Emergency Supply Kit
The true essence of network administration distilled into a single container: cigarettes and a "GOOD LUCK!" note. Because when the entire company's VPN goes down at 2PM on a Friday, or someone accidentally runs rm -rf on a production server, or the CEO can't connect to WiFi during a board meeting—nicotine and blind optimism are your only reliable protocols. The cigarettes aren't for smoking; they're for bartering with the server gods who clearly hate you today. Network admins don't need fancy disaster recovery plans—just chemical coping mechanisms and the crushing acceptance that DNS is probably lying to you again.

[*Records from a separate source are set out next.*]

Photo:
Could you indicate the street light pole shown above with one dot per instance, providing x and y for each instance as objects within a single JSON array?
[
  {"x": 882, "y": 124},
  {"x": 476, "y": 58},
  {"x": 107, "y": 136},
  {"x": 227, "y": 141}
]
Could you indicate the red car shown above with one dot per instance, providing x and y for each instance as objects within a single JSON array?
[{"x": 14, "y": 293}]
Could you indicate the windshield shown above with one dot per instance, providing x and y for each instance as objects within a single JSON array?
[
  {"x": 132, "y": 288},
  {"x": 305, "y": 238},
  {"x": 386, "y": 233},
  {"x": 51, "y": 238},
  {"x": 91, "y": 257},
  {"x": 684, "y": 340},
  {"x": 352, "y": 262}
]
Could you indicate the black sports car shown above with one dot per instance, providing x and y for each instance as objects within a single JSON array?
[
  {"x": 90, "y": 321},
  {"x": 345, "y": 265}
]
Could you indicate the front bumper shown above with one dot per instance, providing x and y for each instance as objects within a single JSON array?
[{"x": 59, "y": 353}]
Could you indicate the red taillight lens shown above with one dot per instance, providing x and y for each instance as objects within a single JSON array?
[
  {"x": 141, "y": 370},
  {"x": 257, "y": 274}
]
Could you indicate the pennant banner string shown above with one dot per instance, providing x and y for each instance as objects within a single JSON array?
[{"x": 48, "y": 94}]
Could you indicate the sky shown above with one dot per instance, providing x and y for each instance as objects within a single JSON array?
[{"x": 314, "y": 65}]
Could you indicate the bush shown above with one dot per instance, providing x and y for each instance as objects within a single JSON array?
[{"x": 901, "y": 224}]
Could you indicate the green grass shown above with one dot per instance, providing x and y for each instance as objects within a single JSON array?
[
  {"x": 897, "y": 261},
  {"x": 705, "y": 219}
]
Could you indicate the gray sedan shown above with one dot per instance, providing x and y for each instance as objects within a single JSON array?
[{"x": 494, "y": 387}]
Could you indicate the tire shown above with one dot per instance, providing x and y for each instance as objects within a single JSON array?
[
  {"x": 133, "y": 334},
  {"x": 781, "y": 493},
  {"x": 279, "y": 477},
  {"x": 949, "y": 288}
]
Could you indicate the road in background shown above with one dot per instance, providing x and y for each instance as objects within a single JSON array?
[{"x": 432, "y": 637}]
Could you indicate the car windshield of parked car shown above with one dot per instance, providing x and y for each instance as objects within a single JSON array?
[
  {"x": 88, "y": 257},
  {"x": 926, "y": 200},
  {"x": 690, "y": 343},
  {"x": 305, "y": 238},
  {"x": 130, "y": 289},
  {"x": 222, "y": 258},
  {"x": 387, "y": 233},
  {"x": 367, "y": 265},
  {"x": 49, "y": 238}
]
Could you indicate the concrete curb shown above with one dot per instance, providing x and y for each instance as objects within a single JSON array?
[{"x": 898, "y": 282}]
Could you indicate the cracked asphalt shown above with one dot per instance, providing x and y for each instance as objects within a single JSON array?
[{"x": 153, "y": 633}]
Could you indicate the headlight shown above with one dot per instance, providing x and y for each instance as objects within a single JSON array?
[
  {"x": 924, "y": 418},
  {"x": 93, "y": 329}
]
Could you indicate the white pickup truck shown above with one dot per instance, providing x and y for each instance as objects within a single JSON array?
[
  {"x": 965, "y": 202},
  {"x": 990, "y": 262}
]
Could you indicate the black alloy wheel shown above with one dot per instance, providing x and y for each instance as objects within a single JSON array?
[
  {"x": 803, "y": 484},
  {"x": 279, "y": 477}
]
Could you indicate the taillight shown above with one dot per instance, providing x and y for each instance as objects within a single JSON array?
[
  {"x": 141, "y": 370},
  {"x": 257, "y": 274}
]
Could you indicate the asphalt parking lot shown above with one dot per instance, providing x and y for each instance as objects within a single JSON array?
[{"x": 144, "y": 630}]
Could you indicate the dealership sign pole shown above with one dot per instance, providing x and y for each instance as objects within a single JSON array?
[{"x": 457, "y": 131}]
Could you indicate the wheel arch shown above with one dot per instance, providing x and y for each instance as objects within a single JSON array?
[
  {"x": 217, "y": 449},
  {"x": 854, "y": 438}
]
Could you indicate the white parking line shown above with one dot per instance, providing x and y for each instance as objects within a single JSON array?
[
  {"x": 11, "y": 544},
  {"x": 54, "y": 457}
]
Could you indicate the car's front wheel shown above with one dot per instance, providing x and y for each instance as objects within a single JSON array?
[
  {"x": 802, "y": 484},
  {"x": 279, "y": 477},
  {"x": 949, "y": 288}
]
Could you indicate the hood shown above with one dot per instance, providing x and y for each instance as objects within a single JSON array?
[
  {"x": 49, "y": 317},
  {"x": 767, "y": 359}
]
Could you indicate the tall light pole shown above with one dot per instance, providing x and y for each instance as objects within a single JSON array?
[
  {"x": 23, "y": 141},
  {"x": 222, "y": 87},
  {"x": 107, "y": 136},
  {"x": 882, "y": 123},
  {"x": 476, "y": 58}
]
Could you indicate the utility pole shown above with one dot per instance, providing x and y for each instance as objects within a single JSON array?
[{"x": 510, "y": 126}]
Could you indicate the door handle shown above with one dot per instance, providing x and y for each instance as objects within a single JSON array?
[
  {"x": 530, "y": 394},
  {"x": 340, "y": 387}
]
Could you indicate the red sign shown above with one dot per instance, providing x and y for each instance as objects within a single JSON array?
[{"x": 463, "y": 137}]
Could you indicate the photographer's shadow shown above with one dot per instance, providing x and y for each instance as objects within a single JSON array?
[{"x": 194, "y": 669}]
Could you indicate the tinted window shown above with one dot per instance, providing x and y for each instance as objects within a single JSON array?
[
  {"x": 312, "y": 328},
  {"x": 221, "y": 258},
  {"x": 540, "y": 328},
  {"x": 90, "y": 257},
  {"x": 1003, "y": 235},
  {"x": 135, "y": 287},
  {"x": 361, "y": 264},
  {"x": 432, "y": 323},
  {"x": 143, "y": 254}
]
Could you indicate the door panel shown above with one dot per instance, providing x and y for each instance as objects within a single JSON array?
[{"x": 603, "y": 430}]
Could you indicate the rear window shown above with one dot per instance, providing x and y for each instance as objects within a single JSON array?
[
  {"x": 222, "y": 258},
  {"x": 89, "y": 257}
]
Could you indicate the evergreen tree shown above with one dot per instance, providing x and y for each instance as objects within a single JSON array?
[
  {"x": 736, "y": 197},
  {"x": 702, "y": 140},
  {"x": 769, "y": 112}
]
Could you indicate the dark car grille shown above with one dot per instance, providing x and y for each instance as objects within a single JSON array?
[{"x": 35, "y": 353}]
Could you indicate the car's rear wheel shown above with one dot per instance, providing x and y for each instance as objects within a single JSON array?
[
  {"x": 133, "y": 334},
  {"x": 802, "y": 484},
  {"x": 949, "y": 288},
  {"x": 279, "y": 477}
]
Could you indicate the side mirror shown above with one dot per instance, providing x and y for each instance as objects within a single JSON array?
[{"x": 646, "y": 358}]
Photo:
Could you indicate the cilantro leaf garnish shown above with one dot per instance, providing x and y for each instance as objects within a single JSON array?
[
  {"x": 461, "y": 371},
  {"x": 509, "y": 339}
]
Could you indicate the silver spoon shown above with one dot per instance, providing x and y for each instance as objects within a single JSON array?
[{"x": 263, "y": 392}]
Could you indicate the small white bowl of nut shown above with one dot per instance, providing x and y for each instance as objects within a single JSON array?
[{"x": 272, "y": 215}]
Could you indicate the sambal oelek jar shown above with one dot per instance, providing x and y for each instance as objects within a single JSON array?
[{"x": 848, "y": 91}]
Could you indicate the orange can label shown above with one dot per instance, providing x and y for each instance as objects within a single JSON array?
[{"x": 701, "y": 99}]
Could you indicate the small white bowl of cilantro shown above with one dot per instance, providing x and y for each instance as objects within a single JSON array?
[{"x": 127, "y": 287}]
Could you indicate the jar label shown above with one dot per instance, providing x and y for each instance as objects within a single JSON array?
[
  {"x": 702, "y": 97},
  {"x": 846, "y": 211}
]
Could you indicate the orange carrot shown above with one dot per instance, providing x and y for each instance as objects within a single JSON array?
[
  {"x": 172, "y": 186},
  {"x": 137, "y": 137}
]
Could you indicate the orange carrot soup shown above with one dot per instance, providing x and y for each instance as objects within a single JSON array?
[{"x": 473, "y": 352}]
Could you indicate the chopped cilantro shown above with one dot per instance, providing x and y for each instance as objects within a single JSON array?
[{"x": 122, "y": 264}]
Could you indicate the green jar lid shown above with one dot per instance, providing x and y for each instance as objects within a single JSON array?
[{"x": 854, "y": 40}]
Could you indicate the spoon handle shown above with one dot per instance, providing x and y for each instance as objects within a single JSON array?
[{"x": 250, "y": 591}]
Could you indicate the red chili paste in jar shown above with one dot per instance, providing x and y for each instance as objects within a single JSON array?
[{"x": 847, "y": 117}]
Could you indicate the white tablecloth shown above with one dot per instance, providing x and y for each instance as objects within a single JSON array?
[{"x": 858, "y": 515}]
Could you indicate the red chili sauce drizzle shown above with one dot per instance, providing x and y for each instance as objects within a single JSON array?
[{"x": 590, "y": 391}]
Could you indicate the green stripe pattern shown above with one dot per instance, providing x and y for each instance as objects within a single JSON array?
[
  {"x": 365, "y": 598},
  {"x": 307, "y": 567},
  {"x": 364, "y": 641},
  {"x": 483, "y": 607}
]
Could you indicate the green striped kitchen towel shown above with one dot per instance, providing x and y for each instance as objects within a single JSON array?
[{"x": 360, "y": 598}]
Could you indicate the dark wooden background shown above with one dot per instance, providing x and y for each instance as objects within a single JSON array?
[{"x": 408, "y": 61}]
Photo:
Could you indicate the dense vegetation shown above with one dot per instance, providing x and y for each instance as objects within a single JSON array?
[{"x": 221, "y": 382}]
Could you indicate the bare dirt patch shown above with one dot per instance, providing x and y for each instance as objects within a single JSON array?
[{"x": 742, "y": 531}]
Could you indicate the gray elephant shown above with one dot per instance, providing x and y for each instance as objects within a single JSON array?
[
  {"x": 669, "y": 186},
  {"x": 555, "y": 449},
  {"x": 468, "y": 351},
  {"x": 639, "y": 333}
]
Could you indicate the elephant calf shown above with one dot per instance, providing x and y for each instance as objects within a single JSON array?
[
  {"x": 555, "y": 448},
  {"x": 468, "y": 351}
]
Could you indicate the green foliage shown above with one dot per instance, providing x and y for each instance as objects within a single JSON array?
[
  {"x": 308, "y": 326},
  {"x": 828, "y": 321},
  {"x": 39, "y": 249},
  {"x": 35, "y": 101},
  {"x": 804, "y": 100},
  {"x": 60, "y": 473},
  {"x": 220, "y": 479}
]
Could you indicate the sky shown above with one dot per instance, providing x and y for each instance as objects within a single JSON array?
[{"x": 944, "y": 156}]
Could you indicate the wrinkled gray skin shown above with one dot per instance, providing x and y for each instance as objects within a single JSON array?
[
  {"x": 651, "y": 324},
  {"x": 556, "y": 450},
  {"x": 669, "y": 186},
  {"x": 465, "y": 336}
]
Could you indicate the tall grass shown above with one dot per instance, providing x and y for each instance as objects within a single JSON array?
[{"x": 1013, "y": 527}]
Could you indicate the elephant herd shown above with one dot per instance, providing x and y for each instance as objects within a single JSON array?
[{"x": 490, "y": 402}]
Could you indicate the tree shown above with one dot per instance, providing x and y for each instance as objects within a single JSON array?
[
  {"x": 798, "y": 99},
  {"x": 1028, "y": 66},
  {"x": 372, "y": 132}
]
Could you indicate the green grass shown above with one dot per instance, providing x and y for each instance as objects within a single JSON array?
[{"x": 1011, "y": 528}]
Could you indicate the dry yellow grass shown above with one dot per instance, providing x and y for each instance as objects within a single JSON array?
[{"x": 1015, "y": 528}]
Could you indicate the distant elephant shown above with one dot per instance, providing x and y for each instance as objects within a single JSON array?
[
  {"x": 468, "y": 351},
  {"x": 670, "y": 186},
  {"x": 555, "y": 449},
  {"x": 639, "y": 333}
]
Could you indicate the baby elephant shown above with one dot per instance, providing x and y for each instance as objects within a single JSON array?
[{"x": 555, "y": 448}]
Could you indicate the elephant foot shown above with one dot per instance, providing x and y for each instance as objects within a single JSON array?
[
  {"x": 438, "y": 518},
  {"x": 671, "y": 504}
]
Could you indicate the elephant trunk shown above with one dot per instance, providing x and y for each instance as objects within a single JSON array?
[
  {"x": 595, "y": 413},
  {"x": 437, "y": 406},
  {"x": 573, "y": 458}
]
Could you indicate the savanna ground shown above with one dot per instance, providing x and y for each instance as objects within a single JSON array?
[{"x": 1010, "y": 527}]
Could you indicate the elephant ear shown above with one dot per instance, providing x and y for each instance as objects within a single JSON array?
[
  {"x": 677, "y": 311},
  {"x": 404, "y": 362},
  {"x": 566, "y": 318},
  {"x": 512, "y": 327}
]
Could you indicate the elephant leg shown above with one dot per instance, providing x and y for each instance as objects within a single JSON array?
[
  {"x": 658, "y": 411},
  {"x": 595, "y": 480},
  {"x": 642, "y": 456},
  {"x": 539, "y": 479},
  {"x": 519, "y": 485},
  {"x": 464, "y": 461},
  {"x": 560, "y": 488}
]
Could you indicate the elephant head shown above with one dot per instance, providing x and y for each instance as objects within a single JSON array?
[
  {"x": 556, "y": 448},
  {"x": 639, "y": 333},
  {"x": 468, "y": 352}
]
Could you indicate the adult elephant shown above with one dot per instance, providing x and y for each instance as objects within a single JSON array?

My Code'S Motto: 'We'Ll Fix It In Production.

My Code'S Motto: 'We'Ll Fix It In Production.
Content Matt Today at 4:16 AM just test in prod kitty Today at 4:16 AM yeah we have a team of testers they're called users

The Ultimate IT Meeting Killswitch

The Ultimate IT Meeting Killswitch
Ah, the nuclear option for any IT meeting! Nothing brings a room full of engineers to a grinding halt faster than casually dropping "a hotdog is a taco" into conversation. Suddenly, the quarterly infrastructure planning becomes a heated philosophical debate about food taxonomy. The real genius here is in its simplicity - you don't need complex technical sabotage when you can just exploit the engineer's natural inability to let an objectively wrong statement go unchallenged. Three companies derailed by bread-based classification arguments? That's not a bug, that's a feature.

The Sacred Power Button Pilgrimage

The Sacred Power Button Pilgrimage
The eternal IT paradox strikes again! Poor Eric drove TWO HOURS just to press a power button because three different people swore the server was already running. Every sysadmin just felt that in their soul. This is why we have trust issues and why "Have you tried turning it off and on again?" isn't just a question—it's a lifestyle. Next time someone asks why IT folks seem grumpy, just remember they've probably made similar pilgrimages to the server shrine only to perform the sacred one-finger ritual of resurrection.

How To Fix (Almost) Every Computer Problem

How To Fix (Almost) Every Computer Problem
The universal IT support flowchart, as passed down from father to son. Nothing quite like frantically following an ancient Reddit thread at 3 AM where some hero named xX_CodeWizard_69_Xx solved your exact obscure error message in 2015. And somehow that random solution works better than anything in the official documentation. The real tech support was the strangers we met along the way.